A Heatmap of estimated exposures obtained by fitting 19 COSMIC signatures to the STAD dataset. Genome samples are displayed as columns of the heatmap while COSMIC signatures are arranged as rows and estimated (log-transformed) exposure levels are shown by the colour scale. B Fuzzy clustering of samples according to estimated exposures, compared to known classifications by molecular profiles.

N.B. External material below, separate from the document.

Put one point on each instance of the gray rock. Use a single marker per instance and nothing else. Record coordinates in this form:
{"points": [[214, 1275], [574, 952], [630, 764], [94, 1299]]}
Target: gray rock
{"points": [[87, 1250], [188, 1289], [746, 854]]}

Clusters were organized in columns and for each sample (row) the colour code indicates the membership grade of each cluster. Following the fuzzy clustering approach, a hierarchical clustering algorithm was applied to the membership grades (dendrogram at left), enabling better visualization of results and allowing to establish a relation to molecular sub-types and MSI status (annotation columns at right side). C p values found by the Kruskal–Wallis test for differences in exposures among the four sample groups. For comparison and display purposes, the p values were inverted and log-transformed. Box-plots of obtained scores are displayed and the significance cutoff of 0.05 is indicated by the red line. The labels at the x-axis correspond to the ID of each signature and, for those showing significant differences, the group characterized by higher exposure levels. D ROC curve of the exposure-based classification of samples according to their MSI status and related confusion matrix. E Kaplan–Meier curves showing the overall survival of STAD patients after stratification by the exposures obtained while fitting COSMIC signature SBS26. The displayed p value was found by application of the log-rank test for defined sample groups

Motivated by the clustering results, we considered several supervised approaches available on signeR 2.0. The sample molecular sub-types proposed in [20], namely Epstein–Barr virus (EBV)-positive tumors, tumors characterized by microsatellite instability (MSI), genomically stable (GS) tumors and tumors showing chromosomal instability (CIN), were adopted as targets to evaluate how the exposures of individual signatures correlate to them. For each signature, differences in exposures among STAD sample groups were evaluated by the Kruskal–Wallis test (Differential Exposure Scores). Results are shown in Fig. 2C. Thirteen COSMIC signatures show different levels of activity in sample subtypes. Among signatures with higher exposures in MSI samples we found SBS1, a clock-like signature that in most cancers correlates with the age of the individual, and five mutational signatures associated with defective DNA mismatch repair and microsatellite instability: SBS15, SBS20, SBS21, SBS26 and SBS44 (COSMIC consortium).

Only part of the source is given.